CHICAGO - A nationwide baby formula shortage has sent Illinois families scrambling. The shortage was initially linked to hypoallergenic formula, but has grown to most brands.
Now, stores like Walgreens, CVS and Target are putting a limit on how much formula shoppers can purchase.
For more than a month, Angela Konczak has been searching the internet for the only specialty formula her daughter can drink. Two-year-old Brooklin has a rare, genetic condition which makes her intolerant to most foods. Angela has paid two to three times the typical cost of the formula so that Brooklin can eat. It’s taking an extreme toll on the family’s finances.
They are not alone. Some patients at Lurie Children’s Hospital are also out of luck.
"We've seen significant weight loss in a number of our patients and in a rare cases we've actually had to hospitalize patients," said Dr. Joshua Wechsler with Lurie.
More than half of states have a 40 to 50 percent out-of-stock rate of all baby formula. The situation has grown so concerning that the White House Press Secretary addressed it Monday.
"Ensuring the availability of these products is also a priority for the FDA. And they're working around the clock to address any possible shortage," said press secretary Jen Psaki.
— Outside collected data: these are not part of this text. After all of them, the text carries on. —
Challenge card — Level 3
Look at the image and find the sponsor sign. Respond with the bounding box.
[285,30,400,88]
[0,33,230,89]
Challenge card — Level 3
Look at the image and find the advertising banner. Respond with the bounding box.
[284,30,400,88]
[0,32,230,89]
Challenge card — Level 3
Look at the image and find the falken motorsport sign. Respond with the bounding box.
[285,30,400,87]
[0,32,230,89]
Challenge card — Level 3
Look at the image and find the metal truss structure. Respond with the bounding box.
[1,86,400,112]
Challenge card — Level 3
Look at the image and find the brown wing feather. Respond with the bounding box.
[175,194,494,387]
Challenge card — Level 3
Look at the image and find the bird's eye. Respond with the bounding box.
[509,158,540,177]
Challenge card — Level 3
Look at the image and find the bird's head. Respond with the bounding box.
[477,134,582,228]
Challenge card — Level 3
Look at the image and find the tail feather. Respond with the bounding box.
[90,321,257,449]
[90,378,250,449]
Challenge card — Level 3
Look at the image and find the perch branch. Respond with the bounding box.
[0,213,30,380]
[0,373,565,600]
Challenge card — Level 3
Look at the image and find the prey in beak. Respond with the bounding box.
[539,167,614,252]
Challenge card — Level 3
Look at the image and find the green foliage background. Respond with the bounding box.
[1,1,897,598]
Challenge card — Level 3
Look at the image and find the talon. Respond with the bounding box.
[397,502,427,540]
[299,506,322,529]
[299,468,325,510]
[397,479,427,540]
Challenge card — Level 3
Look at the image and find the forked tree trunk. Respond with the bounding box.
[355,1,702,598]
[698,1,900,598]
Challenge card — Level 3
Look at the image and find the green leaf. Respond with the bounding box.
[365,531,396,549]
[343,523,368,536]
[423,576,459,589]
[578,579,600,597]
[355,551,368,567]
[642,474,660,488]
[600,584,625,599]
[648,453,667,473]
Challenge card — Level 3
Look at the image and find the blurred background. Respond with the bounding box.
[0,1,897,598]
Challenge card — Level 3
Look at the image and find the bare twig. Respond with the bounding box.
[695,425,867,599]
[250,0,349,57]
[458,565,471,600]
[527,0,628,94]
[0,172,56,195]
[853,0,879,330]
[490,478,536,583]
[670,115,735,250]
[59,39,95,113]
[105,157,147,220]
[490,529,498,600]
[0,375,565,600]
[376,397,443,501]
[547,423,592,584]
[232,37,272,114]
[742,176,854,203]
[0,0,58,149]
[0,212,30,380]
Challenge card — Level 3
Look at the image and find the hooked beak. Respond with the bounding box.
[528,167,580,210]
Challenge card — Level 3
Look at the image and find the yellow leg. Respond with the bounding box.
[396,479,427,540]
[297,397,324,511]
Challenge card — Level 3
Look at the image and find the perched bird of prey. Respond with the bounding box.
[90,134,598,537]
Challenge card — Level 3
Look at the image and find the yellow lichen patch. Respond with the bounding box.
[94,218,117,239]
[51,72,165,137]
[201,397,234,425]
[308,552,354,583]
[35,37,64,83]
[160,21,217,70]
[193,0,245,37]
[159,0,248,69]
The shortage began with supply chain problems. Then, Illinois-based Abbott Nutrition had a voluntary formula recall when four infants became sic – two died.
The FDA in March announced that Abbott’s Sturgis, Michigan plant failed to maintain sanitary conditions. In a statement, Abbott Nutrition said they are working with the FDA to fix the problems and are ramping up infant formula production at other facilities.
Doctors recommend buying formula directly from manufacturers, if you are struggling to find it. Chicago-area families that have children who require specialized formula can also contact the Cured Foundation. The organization connects families with others who have extra formula.
Brooklin’s family has launched a GoFundMe page to assist with purchasing formula.